[FrontPage] [TitleIndex] [WordIndex

Note: You are looking at a static copy of the former PineWiki site, used for class notes by James Aspnes from 2003 to 2012. Many mathematical formulas are broken, and there are likely to be other bugs as well. These will most likely not be fixed. You may be able to find more up-to-date versions of some of these notes at http://www.cs.yale.edu/homes/aspnes/#classes.

These are notes on practical implementations of suffix arrays, which are a data structure for searching quickly for substrings of a given large string. Some of these notes are adapted from the StringAlgorithms page from CS365.

1. Why do we want to do this?

2. String search algorithms

Without preprocessing, searching an n-character string for an m-character substring can be done using various sophisticated algorithms, the worst of which run in time O(nm) (run strncmp on each position in the big string), and best of which run in time O(n+m) Boyer-Moore string search algorithm. But we are interested in the case where we can preprocess our big string into a data structure that will let us do lots of searches for cheap.

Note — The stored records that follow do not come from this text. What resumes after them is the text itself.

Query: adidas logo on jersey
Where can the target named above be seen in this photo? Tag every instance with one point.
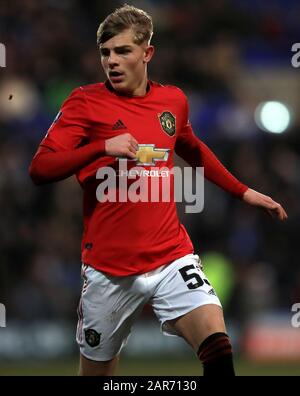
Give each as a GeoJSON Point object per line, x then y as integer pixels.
{"type": "Point", "coordinates": [119, 125]}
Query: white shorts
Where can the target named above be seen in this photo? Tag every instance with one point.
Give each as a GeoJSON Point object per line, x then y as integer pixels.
{"type": "Point", "coordinates": [109, 305]}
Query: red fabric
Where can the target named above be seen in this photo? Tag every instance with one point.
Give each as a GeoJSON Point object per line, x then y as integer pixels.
{"type": "Point", "coordinates": [125, 238]}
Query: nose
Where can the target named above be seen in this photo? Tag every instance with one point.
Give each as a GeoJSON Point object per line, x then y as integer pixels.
{"type": "Point", "coordinates": [113, 59]}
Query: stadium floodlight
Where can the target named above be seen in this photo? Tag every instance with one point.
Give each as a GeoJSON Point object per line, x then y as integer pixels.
{"type": "Point", "coordinates": [272, 116]}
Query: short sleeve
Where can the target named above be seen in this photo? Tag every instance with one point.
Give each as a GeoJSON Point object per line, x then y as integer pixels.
{"type": "Point", "coordinates": [71, 124]}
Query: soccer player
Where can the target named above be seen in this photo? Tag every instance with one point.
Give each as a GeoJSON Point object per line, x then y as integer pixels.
{"type": "Point", "coordinates": [135, 253]}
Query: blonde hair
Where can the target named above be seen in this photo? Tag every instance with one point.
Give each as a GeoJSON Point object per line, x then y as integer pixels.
{"type": "Point", "coordinates": [123, 18]}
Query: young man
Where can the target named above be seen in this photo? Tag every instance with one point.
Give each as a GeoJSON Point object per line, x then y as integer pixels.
{"type": "Point", "coordinates": [136, 252]}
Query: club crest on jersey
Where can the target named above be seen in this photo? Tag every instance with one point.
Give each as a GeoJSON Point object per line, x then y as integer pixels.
{"type": "Point", "coordinates": [168, 122]}
{"type": "Point", "coordinates": [147, 154]}
{"type": "Point", "coordinates": [92, 337]}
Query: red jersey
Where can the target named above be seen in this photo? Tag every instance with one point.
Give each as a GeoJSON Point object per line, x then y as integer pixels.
{"type": "Point", "coordinates": [126, 238]}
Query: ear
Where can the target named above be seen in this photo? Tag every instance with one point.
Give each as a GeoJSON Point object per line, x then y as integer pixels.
{"type": "Point", "coordinates": [149, 51]}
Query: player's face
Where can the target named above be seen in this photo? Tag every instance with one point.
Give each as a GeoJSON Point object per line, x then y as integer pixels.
{"type": "Point", "coordinates": [125, 63]}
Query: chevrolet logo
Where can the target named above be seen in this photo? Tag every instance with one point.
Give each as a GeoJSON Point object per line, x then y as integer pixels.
{"type": "Point", "coordinates": [147, 154]}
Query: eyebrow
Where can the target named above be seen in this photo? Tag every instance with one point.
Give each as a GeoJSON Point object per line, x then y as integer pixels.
{"type": "Point", "coordinates": [126, 46]}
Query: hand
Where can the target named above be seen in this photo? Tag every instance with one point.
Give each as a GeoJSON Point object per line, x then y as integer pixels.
{"type": "Point", "coordinates": [255, 198]}
{"type": "Point", "coordinates": [122, 146]}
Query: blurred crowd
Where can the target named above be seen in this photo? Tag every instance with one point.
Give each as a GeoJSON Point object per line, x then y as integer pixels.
{"type": "Point", "coordinates": [227, 56]}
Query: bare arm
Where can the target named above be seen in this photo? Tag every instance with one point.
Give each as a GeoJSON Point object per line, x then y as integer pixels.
{"type": "Point", "coordinates": [259, 200]}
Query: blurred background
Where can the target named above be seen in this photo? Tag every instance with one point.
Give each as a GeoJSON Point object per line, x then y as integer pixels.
{"type": "Point", "coordinates": [233, 58]}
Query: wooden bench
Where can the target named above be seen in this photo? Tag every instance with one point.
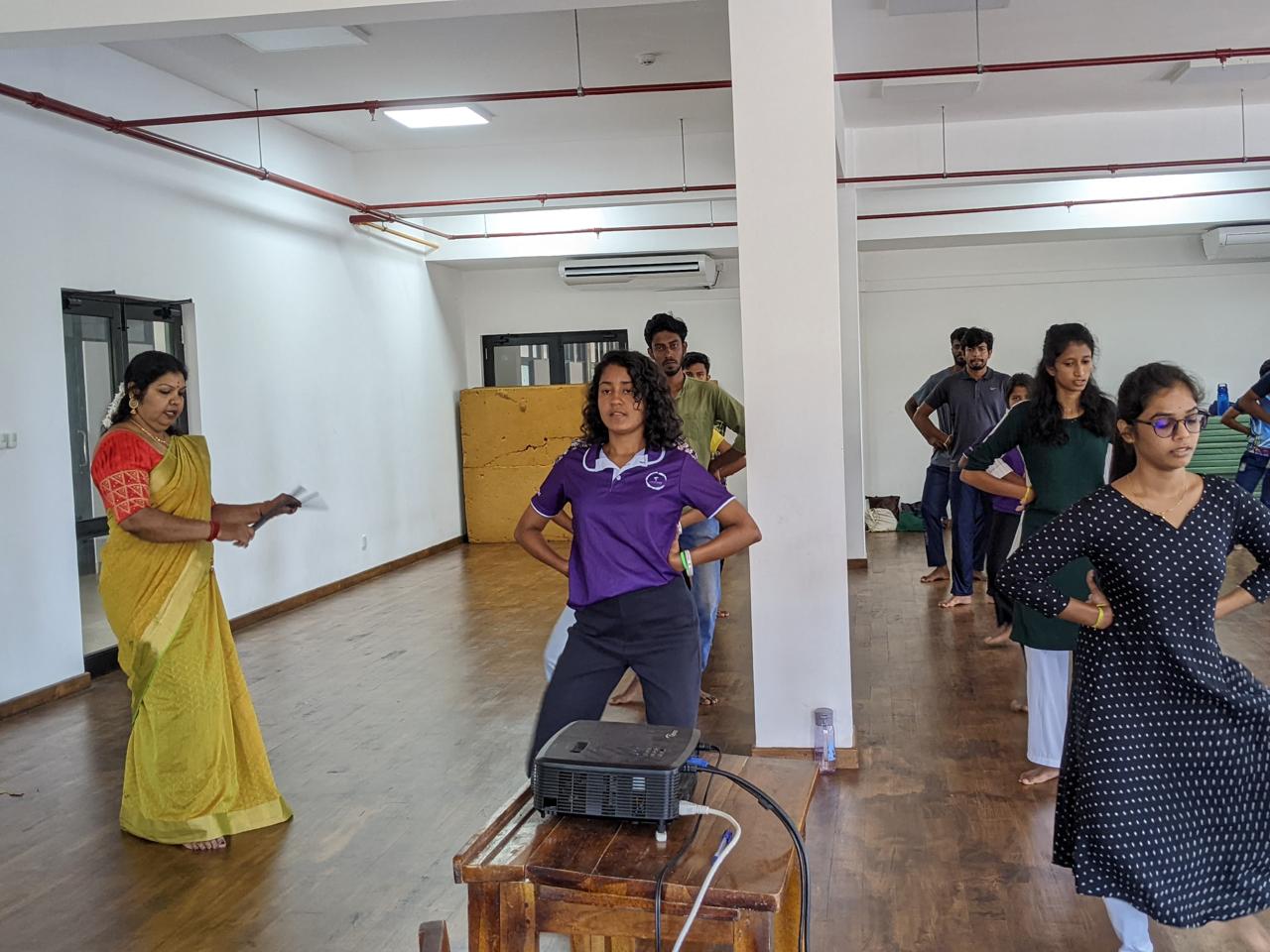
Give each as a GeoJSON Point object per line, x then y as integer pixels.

3. Suffix trees and suffix arrays

Suffix trees and suffix arrays are data structures for representing texts that allow substring queries like "where does this pattern appear in the text" or "how many times does this pattern occur in the text" to be answered quickly. Both work by storing all suffixes of a text, where a suffix is a substring that runs to the end of the text. Of course, storing actual copies of all suffixes of an n-character text would take O(n2) space, so instead each suffix is represented by a pointer to its first character.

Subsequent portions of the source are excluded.